No one is arguing that the council lacks authority to establish orderly procedures. The City Charter expressly authorizes each newly elected council to adopt its own procedural rules for conducting meetings.
The question is whether those rules should be interpreted in a way that allows the chair to determine which topics are permissible during an otherwise open public comment period.
That is a precedent worth considering carefully.
After all, once government begins excluding one subject from public comment because it appears on an agenda, where is the limiting principle?
Consider the practical implications. Under this interpretation, a council chairman could effectively prevent discussion of almost any subject simply by ensuring it appears somewhere on the agenda. An ordinance need not be debated or voted upon. It could be listed under reports, announcements or another informational item. The chairman could simply say, “This ordinance won’t be discussed tonight. It will be debated at a future meeting.” Yet because the subject appeared on that evening’s agenda, citizens could still be barred from discussing it during general public comment.
That would effectively allow the chair to control not merely the order of the meeting, but the subjects citizens are permitted to discuss during an otherwise open public forum.
Courts often ask attorneys exactly this: Counsel, what’s your limiting principle?
Could another council chairman rule that criticism of the budget is off limits because debate on the budget will happen at some future meeting?
Could another prohibit discussion of a topic merely because he suspects the matter might come before the council later?
The rabbit hole is deep.
Each restriction might be defended as procedural. Yet each would also represent government deciding which viewpoints may — or may not — be heard during a public forum.
The First Amendment does not guarantee that government must agree with speakers.
Nor does it require government to provide unlimited speaking time.
But when government opens a microphone for general public comment, citizens reasonably expect that the government will regulate the clock — not the content.
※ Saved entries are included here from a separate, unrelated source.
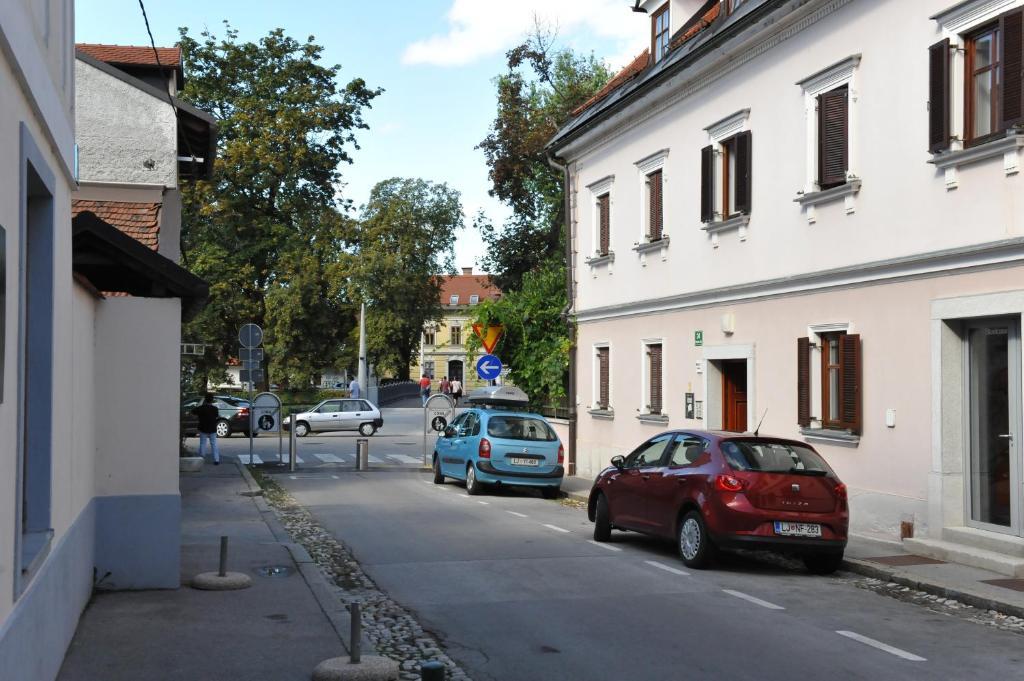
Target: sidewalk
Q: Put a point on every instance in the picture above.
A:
(278, 630)
(888, 561)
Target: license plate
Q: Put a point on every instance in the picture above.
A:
(798, 528)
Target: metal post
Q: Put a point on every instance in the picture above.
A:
(223, 557)
(355, 634)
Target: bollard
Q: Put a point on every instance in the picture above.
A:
(223, 557)
(355, 635)
(432, 671)
(361, 454)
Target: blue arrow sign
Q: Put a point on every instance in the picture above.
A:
(488, 368)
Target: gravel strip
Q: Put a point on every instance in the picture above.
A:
(389, 627)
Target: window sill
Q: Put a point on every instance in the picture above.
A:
(1009, 147)
(647, 247)
(598, 260)
(830, 435)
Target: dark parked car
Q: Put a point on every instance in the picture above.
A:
(233, 415)
(711, 491)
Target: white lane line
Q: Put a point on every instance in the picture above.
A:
(667, 568)
(883, 646)
(752, 599)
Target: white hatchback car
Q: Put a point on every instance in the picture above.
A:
(339, 415)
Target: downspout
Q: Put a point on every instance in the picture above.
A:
(561, 165)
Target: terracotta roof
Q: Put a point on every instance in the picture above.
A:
(467, 285)
(132, 55)
(625, 76)
(138, 220)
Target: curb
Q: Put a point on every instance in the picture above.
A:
(322, 590)
(913, 582)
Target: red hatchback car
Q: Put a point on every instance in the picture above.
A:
(711, 491)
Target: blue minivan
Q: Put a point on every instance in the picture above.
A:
(495, 443)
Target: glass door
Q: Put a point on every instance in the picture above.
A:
(994, 406)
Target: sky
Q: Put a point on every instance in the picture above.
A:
(434, 58)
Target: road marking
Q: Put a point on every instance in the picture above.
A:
(667, 568)
(752, 599)
(882, 646)
(330, 459)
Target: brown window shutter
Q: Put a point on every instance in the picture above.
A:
(833, 134)
(602, 360)
(938, 96)
(1012, 59)
(804, 382)
(742, 184)
(655, 378)
(654, 223)
(850, 382)
(708, 184)
(603, 220)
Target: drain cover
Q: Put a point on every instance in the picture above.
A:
(273, 570)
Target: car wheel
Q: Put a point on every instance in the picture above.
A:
(602, 522)
(823, 563)
(694, 546)
(438, 476)
(473, 486)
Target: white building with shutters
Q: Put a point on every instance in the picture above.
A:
(791, 217)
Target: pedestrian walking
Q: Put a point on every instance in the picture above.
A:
(208, 416)
(425, 388)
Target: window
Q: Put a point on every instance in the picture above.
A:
(603, 224)
(834, 155)
(840, 381)
(653, 371)
(659, 33)
(653, 185)
(725, 178)
(603, 396)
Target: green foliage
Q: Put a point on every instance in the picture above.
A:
(535, 344)
(267, 231)
(406, 238)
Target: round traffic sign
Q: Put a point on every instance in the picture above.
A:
(250, 335)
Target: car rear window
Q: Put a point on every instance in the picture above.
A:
(520, 427)
(771, 457)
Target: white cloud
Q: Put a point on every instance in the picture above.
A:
(480, 29)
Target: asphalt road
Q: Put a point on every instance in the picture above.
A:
(517, 592)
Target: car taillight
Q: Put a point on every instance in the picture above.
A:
(729, 483)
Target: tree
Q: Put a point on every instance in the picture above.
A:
(406, 240)
(267, 230)
(544, 85)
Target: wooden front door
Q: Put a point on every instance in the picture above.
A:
(734, 395)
Perhaps the simplest solution is also the one closest to the original intent.
Clarify the rule.
If the purpose is merely to prevent citizens from repeating testimony after the council has already voted on an item earlier that evening, then the rule should say exactly that.
Rules should reflect their purpose, not create new restrictions their authors never intended.
One final fact makes Thursday’s ruling even more curious.
Mr. Vogeltanz has confirmed that Ordinance 26-27 will not appear on the July 23 agenda in any form — not for introduction, discussion or a vote.
If Mr. Burguières returns on July 23 to discuss that ordinance during general public comment, will he now be allowed to speak?
If the answer is yes, then nothing about the substance of his comments changed.
Only their timing did.
And that is precisely why Thursday’s ruling deserves another look.